Яся Артельман. Да отъебись ты, блядь, уже.
Ури Факельман. Вертолет, блядь! Вертолет!!! Ты не врубился, да? Ты охуел тут со зверьем своим на хуй и по-человечески понимать перестал, да?
Яся Артельман. Ты хуйню сейчас сказал, дебил.
Ури Факельман. Нет, ты реально охуел. Сучка эта вонючая – с ней понятно, ей тут самое место, оскотинилась и пускай, полевок жрет, я пришел – у нее жареная мышь на палке, я чуть не сблевал. Павлину хвост ободрала, у всех на глазах, мы сидим, пыхаем, она крадется, воняет на три метра, как бросится! Он, сука, еле вырвался, орал! Тоже хочешь павлинов жрать, да?
Яся Артельман. Уебу сучку на хуй, когда это было? Хуй я ей отдам павлина, он, может, у нас теперь один павлин на всю страну, вот же тварь ебанутая, когда это было? Что павлин? Сетки надо ставить, найти сетки и ставить…

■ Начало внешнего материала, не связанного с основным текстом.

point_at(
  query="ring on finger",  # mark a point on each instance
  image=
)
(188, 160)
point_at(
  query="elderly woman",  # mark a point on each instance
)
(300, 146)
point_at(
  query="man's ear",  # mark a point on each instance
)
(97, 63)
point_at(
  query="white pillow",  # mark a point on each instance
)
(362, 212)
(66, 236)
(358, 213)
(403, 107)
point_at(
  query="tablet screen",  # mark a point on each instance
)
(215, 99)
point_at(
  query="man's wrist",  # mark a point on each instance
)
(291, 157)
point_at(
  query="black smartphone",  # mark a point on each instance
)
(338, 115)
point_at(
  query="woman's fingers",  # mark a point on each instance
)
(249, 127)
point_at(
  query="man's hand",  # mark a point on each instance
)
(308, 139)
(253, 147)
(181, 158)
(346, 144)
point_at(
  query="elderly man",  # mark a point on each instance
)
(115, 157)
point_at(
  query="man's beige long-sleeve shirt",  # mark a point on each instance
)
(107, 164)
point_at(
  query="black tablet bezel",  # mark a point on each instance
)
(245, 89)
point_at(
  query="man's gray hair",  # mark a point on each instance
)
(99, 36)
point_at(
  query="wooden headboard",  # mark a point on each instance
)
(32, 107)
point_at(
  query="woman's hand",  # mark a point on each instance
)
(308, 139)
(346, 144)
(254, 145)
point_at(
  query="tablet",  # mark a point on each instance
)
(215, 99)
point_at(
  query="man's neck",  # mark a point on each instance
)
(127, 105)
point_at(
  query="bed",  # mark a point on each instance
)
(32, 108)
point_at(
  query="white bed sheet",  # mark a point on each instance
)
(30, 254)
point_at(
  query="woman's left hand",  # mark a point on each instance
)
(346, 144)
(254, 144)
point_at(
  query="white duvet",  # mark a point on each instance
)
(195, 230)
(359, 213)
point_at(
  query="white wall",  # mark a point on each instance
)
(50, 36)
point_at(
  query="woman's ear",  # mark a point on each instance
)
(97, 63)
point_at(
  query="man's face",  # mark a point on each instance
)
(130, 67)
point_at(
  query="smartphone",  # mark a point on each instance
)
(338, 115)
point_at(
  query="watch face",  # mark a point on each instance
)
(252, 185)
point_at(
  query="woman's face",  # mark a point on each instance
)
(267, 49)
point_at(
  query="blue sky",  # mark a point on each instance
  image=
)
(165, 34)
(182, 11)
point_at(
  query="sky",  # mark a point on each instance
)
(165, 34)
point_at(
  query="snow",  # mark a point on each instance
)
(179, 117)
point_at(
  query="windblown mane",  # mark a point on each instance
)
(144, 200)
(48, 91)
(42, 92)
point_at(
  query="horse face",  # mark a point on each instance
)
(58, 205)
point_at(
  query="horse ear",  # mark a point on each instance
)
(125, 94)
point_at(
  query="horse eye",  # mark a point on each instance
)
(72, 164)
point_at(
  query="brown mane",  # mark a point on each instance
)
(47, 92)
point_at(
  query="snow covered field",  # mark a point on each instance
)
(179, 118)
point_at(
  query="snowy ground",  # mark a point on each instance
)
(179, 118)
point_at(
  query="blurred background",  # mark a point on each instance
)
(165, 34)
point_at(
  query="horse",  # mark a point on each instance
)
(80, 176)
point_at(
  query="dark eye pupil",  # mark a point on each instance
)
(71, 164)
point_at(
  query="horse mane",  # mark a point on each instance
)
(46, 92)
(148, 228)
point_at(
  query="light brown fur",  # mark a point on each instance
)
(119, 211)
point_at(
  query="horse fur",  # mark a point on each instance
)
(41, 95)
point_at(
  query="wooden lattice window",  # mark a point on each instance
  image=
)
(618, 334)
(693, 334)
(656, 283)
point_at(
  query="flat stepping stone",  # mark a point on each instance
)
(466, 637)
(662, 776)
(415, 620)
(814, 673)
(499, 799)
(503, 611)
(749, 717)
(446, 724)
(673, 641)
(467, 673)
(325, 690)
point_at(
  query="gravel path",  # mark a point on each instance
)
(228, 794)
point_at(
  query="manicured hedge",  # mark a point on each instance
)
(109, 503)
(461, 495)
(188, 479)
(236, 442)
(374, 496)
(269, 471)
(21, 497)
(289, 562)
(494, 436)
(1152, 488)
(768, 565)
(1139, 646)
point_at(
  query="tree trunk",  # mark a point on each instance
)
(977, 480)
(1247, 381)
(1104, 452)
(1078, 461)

Ури Факельман (опуская руки). Реально, блядь, ебанулся. Павлиний рыцарь, блядь. Артельман, бен-зона сраный, я тебе последний, блядь, раз говорю: вертолет!!!
Яся Артельман. Да отъебись ты уже, блядь!
Шестая-бет. Что такое «отъебись»?
Рав Арик Лилиенблюм. Ну допусти хоть на минуту, что ты действительно гильгуль[139]. Почему тебе так тяжела эта мысль?